Советские историки о смердах в киевской русиКниги / Киевская Русь. Очерки отечественной историографии / Советские историки о смердах в киевской русиСтраница 16
Б. А. Рыбаков отчетливо понимает гипотетичность своих построений. Он говорит: «Из высказанных выше гипотез и домыслов настаивать можно только на том, что институт смердов зародился на последней стадии родоп-леменного строя и был вызван к жизни дифференциацией общества в условиях военной демократии».
Второй этап истории смердов Б. А. Рыбаков датирует IX-X вв. В это время смерды — активные помощники князей в организации сбора дани, означавшего окняжение земли. Они тесно связаны с погостами, т. е опорными пунктами даннических сборов. Смерды осуществляли постройку погостов, жили в них или рядом, участвовали в сборе дани, оприходовали «повоз», берегли княжеское имущество, отправляли службу данников, гонцов, воинов-кметей, иными словами, практически выполняли распоряжения «низшего слоя княжеской администрации в этих домениальных островках-погостах». Кроме того, смерды принимали участие в организации сбора полюдья. Они, «очевидно, заполняли собой становища „большого полюдья", проходившего по землям древлян, дреговичей, кривичей и северы, и составляли гарнизон и прислугу этих острожков, большинство которых выросло впоследствии в города, упоминаемые летописью. Возможно, что в это подвижное время смерды, как княжеские люди, еще не обзавелись землей и селами». Б. А. Рыбаков и в данном случае сознает, что его соображения исходят из «логических допущений».

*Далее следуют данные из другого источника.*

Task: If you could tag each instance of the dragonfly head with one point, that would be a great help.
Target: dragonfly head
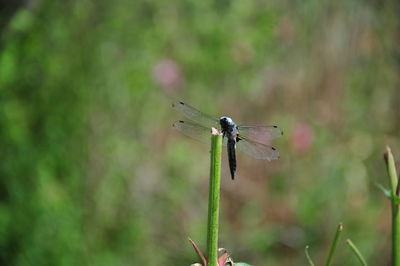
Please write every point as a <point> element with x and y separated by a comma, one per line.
<point>226,123</point>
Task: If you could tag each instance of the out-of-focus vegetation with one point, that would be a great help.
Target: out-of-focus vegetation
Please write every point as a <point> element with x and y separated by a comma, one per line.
<point>92,172</point>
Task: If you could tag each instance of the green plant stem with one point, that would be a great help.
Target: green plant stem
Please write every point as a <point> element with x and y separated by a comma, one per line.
<point>310,262</point>
<point>357,252</point>
<point>334,244</point>
<point>213,199</point>
<point>393,182</point>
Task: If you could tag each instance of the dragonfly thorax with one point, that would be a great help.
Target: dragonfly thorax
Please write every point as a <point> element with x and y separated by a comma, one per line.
<point>229,128</point>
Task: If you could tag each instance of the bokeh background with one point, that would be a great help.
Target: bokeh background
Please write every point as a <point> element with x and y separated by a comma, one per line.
<point>92,173</point>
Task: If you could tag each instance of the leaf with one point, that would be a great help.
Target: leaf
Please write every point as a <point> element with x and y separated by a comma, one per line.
<point>384,190</point>
<point>389,194</point>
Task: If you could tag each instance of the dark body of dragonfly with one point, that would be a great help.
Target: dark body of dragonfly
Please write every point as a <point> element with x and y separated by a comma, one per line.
<point>252,140</point>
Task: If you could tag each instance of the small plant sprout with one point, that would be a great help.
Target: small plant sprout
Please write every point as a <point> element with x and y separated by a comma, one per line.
<point>393,194</point>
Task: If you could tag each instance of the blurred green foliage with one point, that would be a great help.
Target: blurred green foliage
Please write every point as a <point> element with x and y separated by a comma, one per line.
<point>92,172</point>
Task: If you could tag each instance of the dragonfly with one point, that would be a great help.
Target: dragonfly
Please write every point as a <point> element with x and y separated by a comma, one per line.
<point>251,140</point>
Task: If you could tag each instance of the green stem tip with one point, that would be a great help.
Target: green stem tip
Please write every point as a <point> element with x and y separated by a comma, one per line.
<point>213,199</point>
<point>356,252</point>
<point>394,188</point>
<point>334,245</point>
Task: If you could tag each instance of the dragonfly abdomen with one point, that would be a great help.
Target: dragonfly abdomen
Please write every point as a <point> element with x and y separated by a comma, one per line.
<point>232,157</point>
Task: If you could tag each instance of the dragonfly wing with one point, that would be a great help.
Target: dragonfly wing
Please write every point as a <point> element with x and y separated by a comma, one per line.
<point>195,131</point>
<point>195,115</point>
<point>261,134</point>
<point>257,150</point>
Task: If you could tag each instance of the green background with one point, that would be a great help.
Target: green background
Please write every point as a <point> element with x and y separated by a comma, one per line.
<point>92,172</point>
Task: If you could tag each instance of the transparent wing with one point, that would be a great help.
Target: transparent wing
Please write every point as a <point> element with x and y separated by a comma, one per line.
<point>257,150</point>
<point>195,115</point>
<point>195,131</point>
<point>261,134</point>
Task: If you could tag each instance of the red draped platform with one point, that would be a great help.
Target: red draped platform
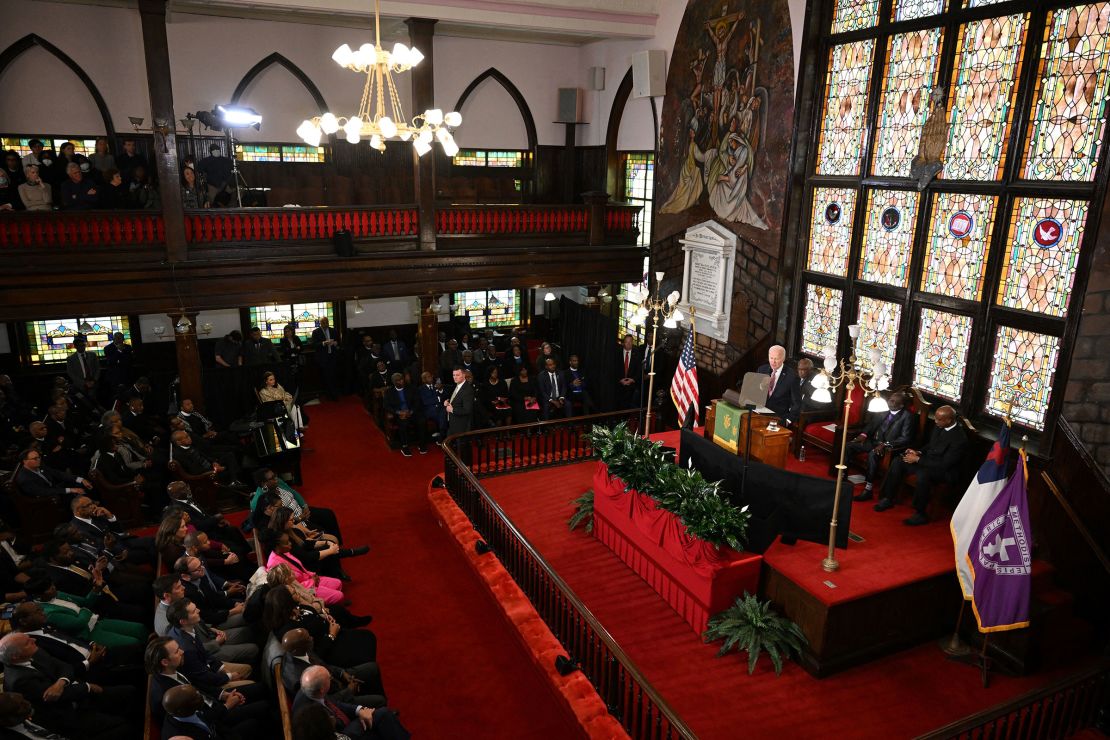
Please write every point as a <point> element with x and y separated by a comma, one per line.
<point>696,578</point>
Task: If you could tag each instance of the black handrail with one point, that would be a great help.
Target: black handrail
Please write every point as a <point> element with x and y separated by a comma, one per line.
<point>626,692</point>
<point>1057,710</point>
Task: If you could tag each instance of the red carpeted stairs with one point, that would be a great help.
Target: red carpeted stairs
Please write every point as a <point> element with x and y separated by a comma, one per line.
<point>450,661</point>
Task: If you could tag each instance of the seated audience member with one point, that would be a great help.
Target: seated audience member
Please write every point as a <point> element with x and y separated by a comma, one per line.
<point>938,462</point>
<point>78,192</point>
<point>38,480</point>
<point>90,660</point>
<point>355,721</point>
<point>524,397</point>
<point>361,685</point>
<point>61,702</point>
<point>34,193</point>
<point>203,670</point>
<point>336,645</point>
<point>72,615</point>
<point>192,194</point>
<point>886,433</point>
<point>553,389</point>
<point>402,404</point>
<point>113,193</point>
<point>493,396</point>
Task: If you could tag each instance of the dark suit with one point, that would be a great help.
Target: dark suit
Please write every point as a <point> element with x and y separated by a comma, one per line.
<point>785,398</point>
<point>887,433</point>
<point>940,463</point>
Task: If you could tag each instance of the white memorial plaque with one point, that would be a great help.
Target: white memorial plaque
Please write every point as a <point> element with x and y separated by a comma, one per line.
<point>707,277</point>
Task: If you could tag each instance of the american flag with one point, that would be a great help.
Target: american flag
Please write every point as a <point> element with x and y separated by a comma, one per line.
<point>684,385</point>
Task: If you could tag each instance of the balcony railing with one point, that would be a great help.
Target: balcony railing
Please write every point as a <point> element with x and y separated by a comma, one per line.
<point>626,692</point>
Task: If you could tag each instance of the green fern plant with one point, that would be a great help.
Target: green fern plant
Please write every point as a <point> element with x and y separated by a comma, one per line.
<point>584,513</point>
<point>753,626</point>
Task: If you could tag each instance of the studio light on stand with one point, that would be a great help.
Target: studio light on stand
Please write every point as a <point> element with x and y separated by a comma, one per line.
<point>849,374</point>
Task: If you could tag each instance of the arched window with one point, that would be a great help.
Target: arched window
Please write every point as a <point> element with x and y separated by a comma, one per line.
<point>970,283</point>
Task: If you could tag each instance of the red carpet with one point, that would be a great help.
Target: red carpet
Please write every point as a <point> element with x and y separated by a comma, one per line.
<point>900,696</point>
<point>450,661</point>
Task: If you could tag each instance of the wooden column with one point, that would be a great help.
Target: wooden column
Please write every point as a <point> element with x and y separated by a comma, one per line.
<point>189,358</point>
<point>421,32</point>
<point>163,121</point>
<point>429,337</point>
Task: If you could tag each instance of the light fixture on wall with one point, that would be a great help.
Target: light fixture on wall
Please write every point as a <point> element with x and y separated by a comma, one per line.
<point>380,115</point>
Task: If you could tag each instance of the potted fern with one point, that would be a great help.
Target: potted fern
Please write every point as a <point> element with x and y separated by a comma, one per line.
<point>754,627</point>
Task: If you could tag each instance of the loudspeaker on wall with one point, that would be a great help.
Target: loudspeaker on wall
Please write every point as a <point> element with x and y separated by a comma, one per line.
<point>648,73</point>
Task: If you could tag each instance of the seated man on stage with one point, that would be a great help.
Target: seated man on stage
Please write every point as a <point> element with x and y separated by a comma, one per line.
<point>887,433</point>
<point>938,462</point>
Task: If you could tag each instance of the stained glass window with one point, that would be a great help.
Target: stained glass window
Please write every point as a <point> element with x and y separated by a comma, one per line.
<point>878,327</point>
<point>888,239</point>
<point>907,10</point>
<point>50,341</point>
<point>981,101</point>
<point>956,253</point>
<point>941,355</point>
<point>844,119</point>
<point>1025,363</point>
<point>1042,253</point>
<point>488,307</point>
<point>830,230</point>
<point>821,324</point>
<point>304,317</point>
<point>904,103</point>
<point>854,14</point>
<point>1069,111</point>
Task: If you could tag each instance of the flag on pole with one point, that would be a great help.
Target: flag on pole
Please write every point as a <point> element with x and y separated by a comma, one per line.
<point>985,487</point>
<point>684,385</point>
<point>1001,558</point>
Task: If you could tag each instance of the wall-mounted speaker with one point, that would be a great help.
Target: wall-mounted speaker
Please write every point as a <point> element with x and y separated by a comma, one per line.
<point>569,105</point>
<point>649,73</point>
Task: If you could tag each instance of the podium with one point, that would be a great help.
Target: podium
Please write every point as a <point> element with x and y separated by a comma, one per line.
<point>767,447</point>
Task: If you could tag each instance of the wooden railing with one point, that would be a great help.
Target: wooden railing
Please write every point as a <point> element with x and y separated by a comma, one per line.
<point>626,692</point>
<point>1057,710</point>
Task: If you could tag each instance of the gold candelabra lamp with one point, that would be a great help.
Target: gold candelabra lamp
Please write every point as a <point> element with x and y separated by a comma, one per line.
<point>850,374</point>
<point>656,307</point>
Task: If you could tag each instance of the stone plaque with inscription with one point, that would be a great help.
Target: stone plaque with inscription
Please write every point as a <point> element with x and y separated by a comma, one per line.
<point>707,277</point>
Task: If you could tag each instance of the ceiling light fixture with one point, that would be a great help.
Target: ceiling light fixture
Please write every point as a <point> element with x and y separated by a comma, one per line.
<point>374,121</point>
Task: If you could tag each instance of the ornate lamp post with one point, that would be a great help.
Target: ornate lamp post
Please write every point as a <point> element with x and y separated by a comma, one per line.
<point>851,374</point>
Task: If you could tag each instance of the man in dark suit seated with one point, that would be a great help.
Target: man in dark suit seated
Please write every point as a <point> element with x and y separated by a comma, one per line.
<point>37,480</point>
<point>886,433</point>
<point>402,403</point>
<point>784,389</point>
<point>62,703</point>
<point>553,389</point>
<point>243,708</point>
<point>938,462</point>
<point>360,685</point>
<point>356,721</point>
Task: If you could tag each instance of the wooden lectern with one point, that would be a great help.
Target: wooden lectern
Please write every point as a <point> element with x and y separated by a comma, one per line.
<point>767,447</point>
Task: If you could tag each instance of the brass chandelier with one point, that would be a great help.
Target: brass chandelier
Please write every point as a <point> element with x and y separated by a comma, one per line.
<point>380,115</point>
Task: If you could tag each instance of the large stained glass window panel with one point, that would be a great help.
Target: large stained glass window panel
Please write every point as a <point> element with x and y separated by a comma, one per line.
<point>981,99</point>
<point>941,355</point>
<point>855,14</point>
<point>820,327</point>
<point>888,239</point>
<point>1021,376</point>
<point>878,327</point>
<point>844,118</point>
<point>830,230</point>
<point>51,341</point>
<point>910,73</point>
<point>1069,111</point>
<point>1040,261</point>
<point>271,320</point>
<point>956,250</point>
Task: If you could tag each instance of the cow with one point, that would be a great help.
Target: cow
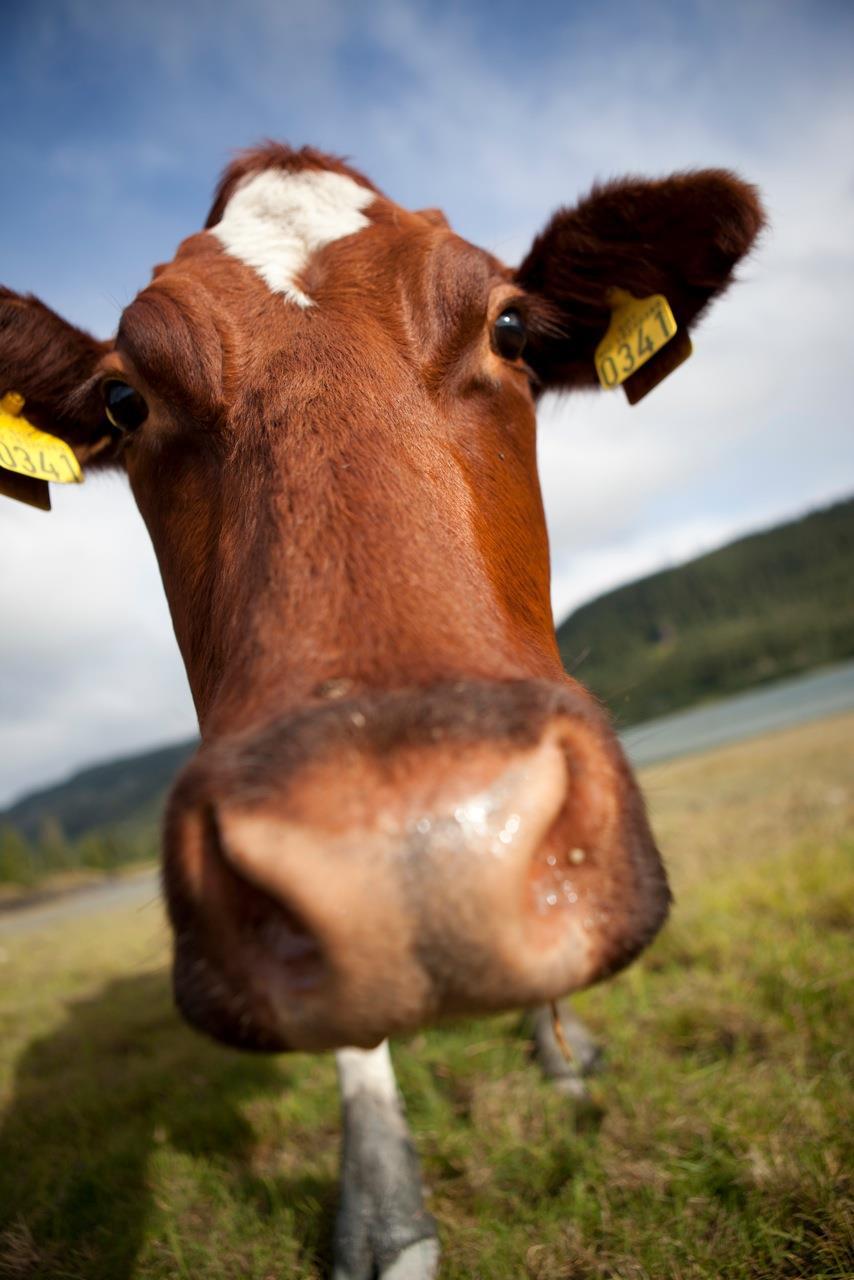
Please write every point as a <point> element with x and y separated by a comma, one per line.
<point>401,809</point>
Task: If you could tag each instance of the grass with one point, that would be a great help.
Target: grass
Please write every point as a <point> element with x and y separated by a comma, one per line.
<point>722,1147</point>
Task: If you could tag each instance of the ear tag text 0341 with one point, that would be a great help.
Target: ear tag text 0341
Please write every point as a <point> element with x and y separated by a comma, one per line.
<point>636,337</point>
<point>33,457</point>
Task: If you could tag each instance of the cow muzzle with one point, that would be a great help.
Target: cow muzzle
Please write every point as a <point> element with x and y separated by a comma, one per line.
<point>379,881</point>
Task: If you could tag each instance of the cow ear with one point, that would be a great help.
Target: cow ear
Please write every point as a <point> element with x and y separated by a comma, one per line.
<point>50,366</point>
<point>680,237</point>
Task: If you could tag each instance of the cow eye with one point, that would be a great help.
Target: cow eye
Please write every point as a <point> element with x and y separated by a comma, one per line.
<point>510,334</point>
<point>123,406</point>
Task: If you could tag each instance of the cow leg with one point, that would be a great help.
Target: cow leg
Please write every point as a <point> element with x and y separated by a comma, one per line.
<point>383,1230</point>
<point>587,1054</point>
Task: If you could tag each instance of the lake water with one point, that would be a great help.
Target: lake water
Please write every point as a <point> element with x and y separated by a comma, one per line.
<point>759,711</point>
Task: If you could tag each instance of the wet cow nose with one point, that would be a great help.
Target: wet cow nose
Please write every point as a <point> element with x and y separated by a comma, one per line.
<point>416,910</point>
<point>379,888</point>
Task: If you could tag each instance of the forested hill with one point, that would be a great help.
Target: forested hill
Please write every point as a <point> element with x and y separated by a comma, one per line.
<point>129,790</point>
<point>763,607</point>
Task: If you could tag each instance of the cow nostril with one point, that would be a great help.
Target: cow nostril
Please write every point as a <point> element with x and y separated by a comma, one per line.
<point>291,949</point>
<point>268,928</point>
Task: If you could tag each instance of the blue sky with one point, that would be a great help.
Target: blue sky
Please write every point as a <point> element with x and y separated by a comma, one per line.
<point>115,119</point>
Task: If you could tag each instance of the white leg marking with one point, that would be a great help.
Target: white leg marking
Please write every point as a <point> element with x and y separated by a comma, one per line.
<point>383,1228</point>
<point>275,220</point>
<point>368,1069</point>
<point>419,1262</point>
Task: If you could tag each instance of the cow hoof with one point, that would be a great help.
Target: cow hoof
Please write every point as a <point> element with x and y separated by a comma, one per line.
<point>585,1051</point>
<point>420,1261</point>
<point>416,1261</point>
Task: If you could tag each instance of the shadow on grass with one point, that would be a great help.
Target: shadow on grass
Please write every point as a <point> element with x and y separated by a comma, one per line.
<point>92,1102</point>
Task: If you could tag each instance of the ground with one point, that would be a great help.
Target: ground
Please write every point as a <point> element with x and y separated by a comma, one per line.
<point>718,1147</point>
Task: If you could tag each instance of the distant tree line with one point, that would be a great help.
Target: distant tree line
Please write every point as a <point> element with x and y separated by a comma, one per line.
<point>26,862</point>
<point>767,606</point>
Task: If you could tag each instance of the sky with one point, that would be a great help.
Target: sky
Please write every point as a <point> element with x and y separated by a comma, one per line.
<point>117,118</point>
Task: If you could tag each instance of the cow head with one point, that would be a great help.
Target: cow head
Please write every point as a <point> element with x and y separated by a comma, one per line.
<point>325,406</point>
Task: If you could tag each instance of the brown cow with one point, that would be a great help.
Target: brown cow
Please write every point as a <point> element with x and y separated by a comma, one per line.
<point>402,808</point>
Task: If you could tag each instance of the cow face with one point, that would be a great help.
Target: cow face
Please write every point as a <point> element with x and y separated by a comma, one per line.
<point>325,406</point>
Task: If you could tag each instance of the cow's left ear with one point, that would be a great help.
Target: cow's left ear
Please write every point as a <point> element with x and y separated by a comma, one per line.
<point>680,237</point>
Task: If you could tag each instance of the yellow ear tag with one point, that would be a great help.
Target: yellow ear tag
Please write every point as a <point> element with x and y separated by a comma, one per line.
<point>639,328</point>
<point>30,452</point>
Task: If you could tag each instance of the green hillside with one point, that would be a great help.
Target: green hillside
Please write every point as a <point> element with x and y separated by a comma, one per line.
<point>99,819</point>
<point>763,607</point>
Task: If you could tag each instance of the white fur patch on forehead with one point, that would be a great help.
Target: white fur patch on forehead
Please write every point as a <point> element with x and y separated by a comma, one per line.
<point>275,220</point>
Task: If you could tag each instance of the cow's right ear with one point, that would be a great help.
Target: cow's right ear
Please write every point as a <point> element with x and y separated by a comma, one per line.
<point>54,366</point>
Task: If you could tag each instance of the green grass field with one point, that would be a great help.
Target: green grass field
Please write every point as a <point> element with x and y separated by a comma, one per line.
<point>721,1144</point>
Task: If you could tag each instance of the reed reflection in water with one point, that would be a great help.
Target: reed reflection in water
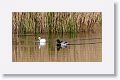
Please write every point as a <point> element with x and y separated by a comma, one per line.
<point>83,48</point>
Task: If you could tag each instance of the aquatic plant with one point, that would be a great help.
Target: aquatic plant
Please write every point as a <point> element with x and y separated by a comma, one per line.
<point>56,22</point>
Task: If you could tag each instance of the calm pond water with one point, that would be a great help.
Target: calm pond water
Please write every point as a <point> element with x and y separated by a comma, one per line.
<point>82,48</point>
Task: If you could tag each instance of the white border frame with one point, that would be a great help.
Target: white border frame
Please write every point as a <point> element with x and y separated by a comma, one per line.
<point>104,67</point>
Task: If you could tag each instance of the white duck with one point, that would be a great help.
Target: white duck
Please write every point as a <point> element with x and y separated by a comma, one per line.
<point>42,40</point>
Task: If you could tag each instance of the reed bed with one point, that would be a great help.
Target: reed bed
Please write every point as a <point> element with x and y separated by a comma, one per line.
<point>56,22</point>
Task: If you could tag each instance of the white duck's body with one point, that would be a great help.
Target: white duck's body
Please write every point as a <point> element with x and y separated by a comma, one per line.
<point>42,40</point>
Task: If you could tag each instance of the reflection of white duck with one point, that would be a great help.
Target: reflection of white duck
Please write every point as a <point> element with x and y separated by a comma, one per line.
<point>42,42</point>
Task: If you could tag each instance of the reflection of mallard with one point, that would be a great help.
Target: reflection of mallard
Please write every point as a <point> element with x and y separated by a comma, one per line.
<point>61,44</point>
<point>42,40</point>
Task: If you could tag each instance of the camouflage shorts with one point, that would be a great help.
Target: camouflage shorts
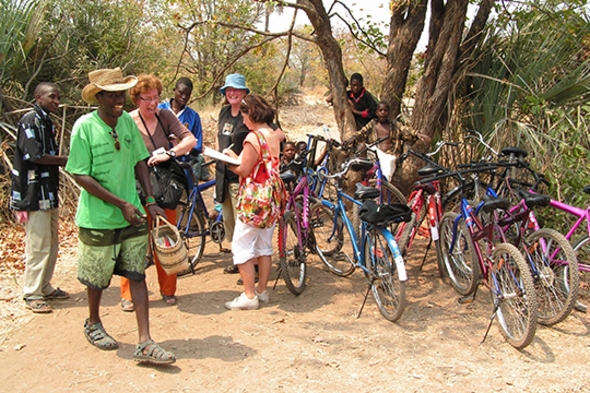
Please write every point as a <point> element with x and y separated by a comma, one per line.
<point>102,253</point>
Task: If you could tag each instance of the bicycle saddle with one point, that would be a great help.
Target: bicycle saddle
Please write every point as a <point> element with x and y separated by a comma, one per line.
<point>533,200</point>
<point>365,192</point>
<point>427,187</point>
<point>428,170</point>
<point>184,165</point>
<point>359,164</point>
<point>490,204</point>
<point>514,150</point>
<point>288,176</point>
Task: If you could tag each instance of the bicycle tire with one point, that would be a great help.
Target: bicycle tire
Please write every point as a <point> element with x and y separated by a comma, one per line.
<point>292,256</point>
<point>582,250</point>
<point>513,293</point>
<point>461,264</point>
<point>194,236</point>
<point>388,291</point>
<point>555,274</point>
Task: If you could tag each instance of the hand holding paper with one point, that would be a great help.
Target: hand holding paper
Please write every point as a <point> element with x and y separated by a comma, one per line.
<point>220,156</point>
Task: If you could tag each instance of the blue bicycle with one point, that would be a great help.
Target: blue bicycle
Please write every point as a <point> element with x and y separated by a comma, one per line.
<point>374,251</point>
<point>195,221</point>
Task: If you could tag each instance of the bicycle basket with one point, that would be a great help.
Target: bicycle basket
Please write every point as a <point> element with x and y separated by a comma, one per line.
<point>376,214</point>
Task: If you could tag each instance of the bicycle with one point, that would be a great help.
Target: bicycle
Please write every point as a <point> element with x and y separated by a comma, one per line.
<point>195,221</point>
<point>551,258</point>
<point>322,216</point>
<point>295,236</point>
<point>581,246</point>
<point>375,251</point>
<point>424,201</point>
<point>501,267</point>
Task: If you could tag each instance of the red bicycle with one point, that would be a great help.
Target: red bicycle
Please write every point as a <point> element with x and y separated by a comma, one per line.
<point>425,201</point>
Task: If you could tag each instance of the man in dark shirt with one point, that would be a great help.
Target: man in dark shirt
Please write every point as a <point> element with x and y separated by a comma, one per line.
<point>35,184</point>
<point>362,103</point>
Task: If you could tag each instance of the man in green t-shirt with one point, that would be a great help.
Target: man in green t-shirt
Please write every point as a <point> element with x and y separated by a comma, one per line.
<point>107,154</point>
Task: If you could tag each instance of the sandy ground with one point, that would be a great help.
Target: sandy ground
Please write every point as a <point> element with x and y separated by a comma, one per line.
<point>310,343</point>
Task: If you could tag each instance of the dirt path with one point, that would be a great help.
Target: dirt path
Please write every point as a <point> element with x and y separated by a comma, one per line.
<point>311,343</point>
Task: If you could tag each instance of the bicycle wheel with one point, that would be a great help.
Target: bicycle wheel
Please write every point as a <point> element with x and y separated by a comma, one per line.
<point>513,293</point>
<point>192,229</point>
<point>292,255</point>
<point>387,289</point>
<point>582,249</point>
<point>555,274</point>
<point>460,261</point>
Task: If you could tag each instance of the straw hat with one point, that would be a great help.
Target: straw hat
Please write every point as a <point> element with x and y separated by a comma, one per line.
<point>108,80</point>
<point>237,81</point>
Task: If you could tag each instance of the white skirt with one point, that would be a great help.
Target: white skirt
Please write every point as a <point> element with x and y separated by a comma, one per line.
<point>250,242</point>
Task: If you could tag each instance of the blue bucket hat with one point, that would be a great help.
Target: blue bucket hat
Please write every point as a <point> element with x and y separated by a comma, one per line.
<point>237,81</point>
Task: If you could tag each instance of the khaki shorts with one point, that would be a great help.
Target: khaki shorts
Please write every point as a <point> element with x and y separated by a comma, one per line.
<point>102,253</point>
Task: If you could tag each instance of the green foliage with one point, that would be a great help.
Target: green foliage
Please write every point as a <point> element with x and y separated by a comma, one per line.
<point>529,88</point>
<point>20,21</point>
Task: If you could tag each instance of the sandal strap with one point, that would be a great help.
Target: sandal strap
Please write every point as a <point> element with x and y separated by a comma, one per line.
<point>97,333</point>
<point>153,350</point>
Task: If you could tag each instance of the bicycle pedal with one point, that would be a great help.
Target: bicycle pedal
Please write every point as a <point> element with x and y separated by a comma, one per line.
<point>580,307</point>
<point>465,299</point>
<point>424,232</point>
<point>339,256</point>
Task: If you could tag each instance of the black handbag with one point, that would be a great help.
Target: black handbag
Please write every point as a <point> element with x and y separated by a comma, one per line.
<point>168,180</point>
<point>168,184</point>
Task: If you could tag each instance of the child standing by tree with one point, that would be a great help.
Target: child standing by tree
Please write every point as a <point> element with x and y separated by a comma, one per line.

Третий этап истории смердов Б. А. Рыбаков относит к Х-ХШ вв. В изображении автора смерды выступают «как значительная часть полукрестьянского феодально-зависимого населения Киевской Руси. По своему месту в обществе они занимали промежуточную позицию между „людьми" крестьянской верви и низшим разрядом свободных княжеских министериа-лов. Связь смердов с обложенным данью земельным наделом (селом) и военная служба с этого надела позволяют указать как на отдаленную аналогию на простое украинское казачество XVI-XVII вв., отчасти на мельчайшую польскую шляхту того же времени и на русских однодворцев. Аналогия неточна тем, что перечисленные категории были подчинены государству, тогда как смерды Киевской Руси были больше связаны с князем, с княжеским доменом, с той ранней формой феодализма, когда государственное и лично-княжеское начала еще недостаточно дифференцировались. Смерды сыграли очень важную роль в процессе феодализации восточнославянских племен. Они не были представителями феодального начала, так как относились к верхней прослойке эксплуатируемого земледельческого населения, но своей службой князю они содействовали распространению феодализма вширь. Пройдя исторически большой путь от клиентелы времен военной демократии до полукрестьянского полуслужилого населения феодальной Руси, они оставили заметный след в юридических источниках и летописях как определенный исторический феномен, а в пору дальнейшего развития феодализма слились с крестьянством». Б. А. Рыбаков полагает, что его характеристика смердов XI-XII вв. опирается на всю сумму данных, содержащихся в письменных памятниках. Но, пользуясь лексикой самого автора, мы могли бы добавить к этому, что «логические допущения», «гипотезы», «домыслы» сыграли и на этот раз не последнюю роль.
Появление статьи Б. А. Рыбакова о смердах послужило для Г. В. Абрамовича приметой вступления проблемы смердов «в новый дискуссионный период». Вот почему он и решил «нужным высказать несколько соображений» по вопросу о смердах. Свои «соображения» Г. В. Абрамович формулирует с позиций Б. Д. Грекова. По его мнению, отсутствие термина «смерд» в ст. 3-8 Пространной Правды объясняется тем, что данные статьи «являются нормами не княжеского, а обычного права, включенными в Русскую Правду, и естественно, что сами общинники не называли себя пренебрежительно именем „смерд", которое стало употребляться по отношению к земледельцам лишь в документах, выходивших из среды феодальной знати не ранее середины XI в. Замена в таких документах термина „людин" в наименовании рядового общинника— земледельца термином „смерд" свидетельствует об окончательном разрыве пуповины, связывающей ранее эту знать с породившей ее общиной, и является как бы терминологическим оформлением классового расслоения восточнославянского общества». Г. В. Абрамович вслед, как он самобытно выражается, за «филологами-индоевропейцами» связывает существительное «смерд» с глаголом «смердеть», поскольку «земледелец, живший в курной полуземлянке или избе, одетый летом в домотканину, а зимой в овчину, пропахший дымом, потом и навозом, был для феодала и его слуг, живших в чистых хоромах, чем-то вроде пса смердящего». Вот, собственно, и все соображения автора о древнерусских смердах.